Photo School: Water Tricks
Shoot swirling leaf eddies to make the most of fall color.
Find the spot.
Eddies occur everywhere, but you’ll find the most distinct swirls in pools below cascades and rapids where the water is moving slowly and has plenty of room to circle back on itself.
Dim the lights.
You’ll need low light to pull off a long exposure without blowing out the highlights. Shoot early or late, seek out shady north-facing falls, or target overcast days, which provide more even light. (As with any long-exposure shot, use a tripod.)
Compose your image.
Set up the shot with a diagonal line between your leaf eddy and the falls or rapids. Try getting low near the water to emphasize the eddy and make the falls feel distant. Experiment with letting the water features fill the frame or shooting just the swirl.

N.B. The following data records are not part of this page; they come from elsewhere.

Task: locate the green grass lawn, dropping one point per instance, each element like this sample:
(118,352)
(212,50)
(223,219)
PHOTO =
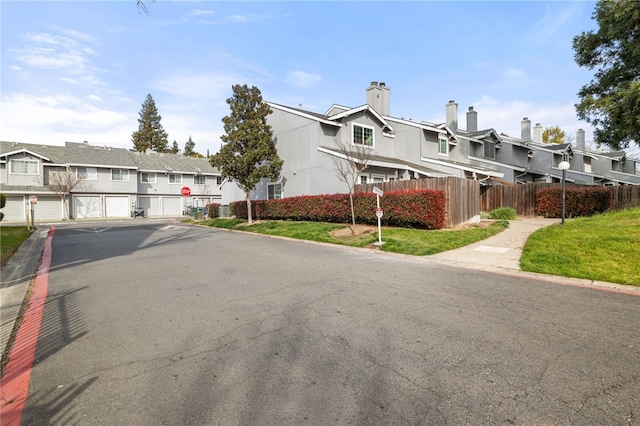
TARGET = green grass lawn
(11,238)
(605,247)
(417,242)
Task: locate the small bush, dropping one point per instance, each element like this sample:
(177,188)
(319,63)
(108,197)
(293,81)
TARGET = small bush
(503,213)
(213,210)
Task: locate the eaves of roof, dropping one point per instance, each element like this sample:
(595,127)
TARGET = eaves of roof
(463,166)
(306,114)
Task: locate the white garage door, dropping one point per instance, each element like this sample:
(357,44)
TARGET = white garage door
(172,206)
(15,208)
(151,205)
(117,206)
(86,207)
(48,208)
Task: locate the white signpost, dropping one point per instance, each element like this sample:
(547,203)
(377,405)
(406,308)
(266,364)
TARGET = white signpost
(379,193)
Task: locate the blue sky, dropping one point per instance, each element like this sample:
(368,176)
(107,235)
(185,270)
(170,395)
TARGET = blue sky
(80,70)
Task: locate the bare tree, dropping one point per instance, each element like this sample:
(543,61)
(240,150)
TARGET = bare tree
(351,161)
(62,183)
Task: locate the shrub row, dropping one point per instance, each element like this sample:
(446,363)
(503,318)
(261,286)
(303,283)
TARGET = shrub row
(578,201)
(213,210)
(424,209)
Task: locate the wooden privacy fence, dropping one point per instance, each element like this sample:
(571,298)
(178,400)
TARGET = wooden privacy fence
(463,195)
(467,198)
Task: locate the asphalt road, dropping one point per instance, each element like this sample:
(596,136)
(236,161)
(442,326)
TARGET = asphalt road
(156,324)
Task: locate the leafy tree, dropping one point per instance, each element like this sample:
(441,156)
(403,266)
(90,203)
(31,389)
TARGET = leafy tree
(349,166)
(150,134)
(553,135)
(189,148)
(611,101)
(248,153)
(62,183)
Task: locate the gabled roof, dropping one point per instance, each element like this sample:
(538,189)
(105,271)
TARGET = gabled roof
(389,162)
(360,109)
(172,163)
(48,153)
(83,154)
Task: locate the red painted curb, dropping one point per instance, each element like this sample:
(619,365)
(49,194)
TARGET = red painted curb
(15,382)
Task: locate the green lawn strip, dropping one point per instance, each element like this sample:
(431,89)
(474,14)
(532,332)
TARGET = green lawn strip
(416,242)
(11,238)
(421,243)
(604,248)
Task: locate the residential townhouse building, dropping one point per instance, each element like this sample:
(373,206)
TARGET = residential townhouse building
(111,181)
(308,142)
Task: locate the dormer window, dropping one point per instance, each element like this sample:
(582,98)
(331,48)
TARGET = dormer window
(362,135)
(443,145)
(24,167)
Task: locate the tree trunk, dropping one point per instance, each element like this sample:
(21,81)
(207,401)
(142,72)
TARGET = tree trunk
(249,210)
(353,215)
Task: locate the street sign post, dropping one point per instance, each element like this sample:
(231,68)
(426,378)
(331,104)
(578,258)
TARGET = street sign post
(379,193)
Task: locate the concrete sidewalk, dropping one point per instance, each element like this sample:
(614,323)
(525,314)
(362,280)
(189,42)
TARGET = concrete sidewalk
(500,251)
(16,277)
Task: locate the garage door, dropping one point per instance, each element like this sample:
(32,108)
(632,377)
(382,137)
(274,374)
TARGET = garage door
(15,208)
(151,205)
(172,206)
(117,206)
(48,208)
(86,207)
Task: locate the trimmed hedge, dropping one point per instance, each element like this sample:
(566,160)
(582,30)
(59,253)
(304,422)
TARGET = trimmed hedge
(213,210)
(578,202)
(424,209)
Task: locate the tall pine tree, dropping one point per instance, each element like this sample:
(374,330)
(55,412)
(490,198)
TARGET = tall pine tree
(189,148)
(150,134)
(248,153)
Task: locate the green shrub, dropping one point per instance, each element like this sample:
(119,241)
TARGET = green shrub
(503,213)
(424,209)
(213,210)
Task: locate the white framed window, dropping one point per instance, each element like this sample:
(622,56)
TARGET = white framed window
(87,173)
(146,177)
(274,191)
(443,145)
(363,135)
(120,175)
(24,167)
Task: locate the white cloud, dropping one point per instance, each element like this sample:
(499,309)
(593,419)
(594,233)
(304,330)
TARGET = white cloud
(303,79)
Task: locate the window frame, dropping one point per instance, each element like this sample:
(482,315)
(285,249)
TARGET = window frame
(364,127)
(124,173)
(272,193)
(26,163)
(443,146)
(89,176)
(148,175)
(174,176)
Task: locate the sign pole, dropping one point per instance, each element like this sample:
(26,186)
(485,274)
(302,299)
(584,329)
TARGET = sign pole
(378,193)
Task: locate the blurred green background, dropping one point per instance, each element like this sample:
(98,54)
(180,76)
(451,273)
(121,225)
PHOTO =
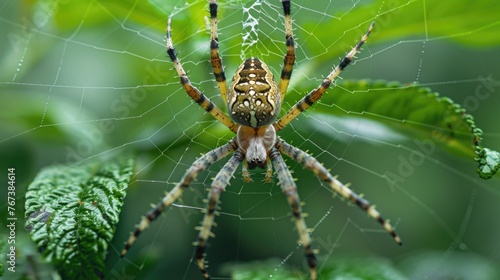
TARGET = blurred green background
(85,79)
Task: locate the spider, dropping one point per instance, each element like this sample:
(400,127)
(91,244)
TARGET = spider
(253,102)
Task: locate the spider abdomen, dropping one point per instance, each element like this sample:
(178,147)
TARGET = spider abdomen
(253,99)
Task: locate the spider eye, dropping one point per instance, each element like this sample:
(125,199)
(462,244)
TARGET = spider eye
(253,99)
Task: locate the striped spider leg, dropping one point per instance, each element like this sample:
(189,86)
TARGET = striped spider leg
(198,166)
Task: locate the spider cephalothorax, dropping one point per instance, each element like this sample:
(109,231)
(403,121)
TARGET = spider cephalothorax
(253,102)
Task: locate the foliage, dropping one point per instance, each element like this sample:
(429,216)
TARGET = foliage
(72,214)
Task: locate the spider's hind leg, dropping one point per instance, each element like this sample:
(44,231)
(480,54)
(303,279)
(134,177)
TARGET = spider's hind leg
(218,185)
(289,188)
(313,164)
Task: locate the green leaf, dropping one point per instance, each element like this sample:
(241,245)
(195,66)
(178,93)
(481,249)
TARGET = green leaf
(71,214)
(352,269)
(415,110)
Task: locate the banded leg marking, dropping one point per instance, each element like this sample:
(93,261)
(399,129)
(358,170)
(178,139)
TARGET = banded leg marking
(313,164)
(289,58)
(317,93)
(198,166)
(192,91)
(215,58)
(218,185)
(289,188)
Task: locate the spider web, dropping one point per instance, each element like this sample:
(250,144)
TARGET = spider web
(75,88)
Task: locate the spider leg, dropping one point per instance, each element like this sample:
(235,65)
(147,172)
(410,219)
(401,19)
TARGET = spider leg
(215,58)
(289,58)
(192,91)
(198,166)
(312,164)
(218,185)
(317,93)
(289,188)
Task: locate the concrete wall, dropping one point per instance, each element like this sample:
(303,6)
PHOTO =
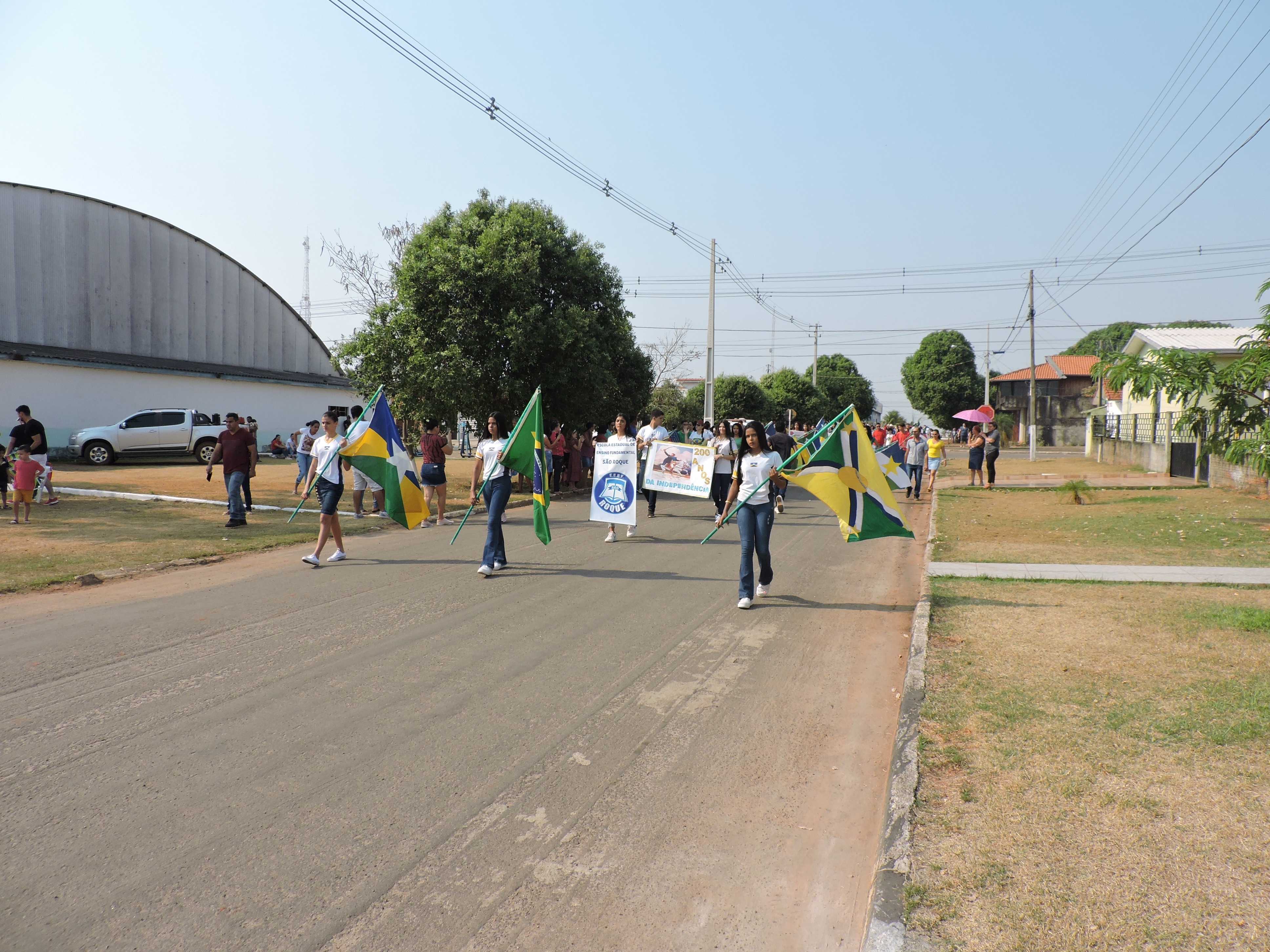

Use leading lines like logs, steep banks, and runnels of water to draw the eye deeper into the photo.
Check your settings.
For the best sharpness, choose ISO 100 and keep the entire scene in focus with a small enough aperture (usually f11 or f16).
Gauge the water flow.
The slower the current, the longer the shutter speed you need to blur the leaves and water. It could be anywhere from a few seconds to a couple of minutes, depending on the flow. Take a test shot with a 5-second exposure and adjust accordingly.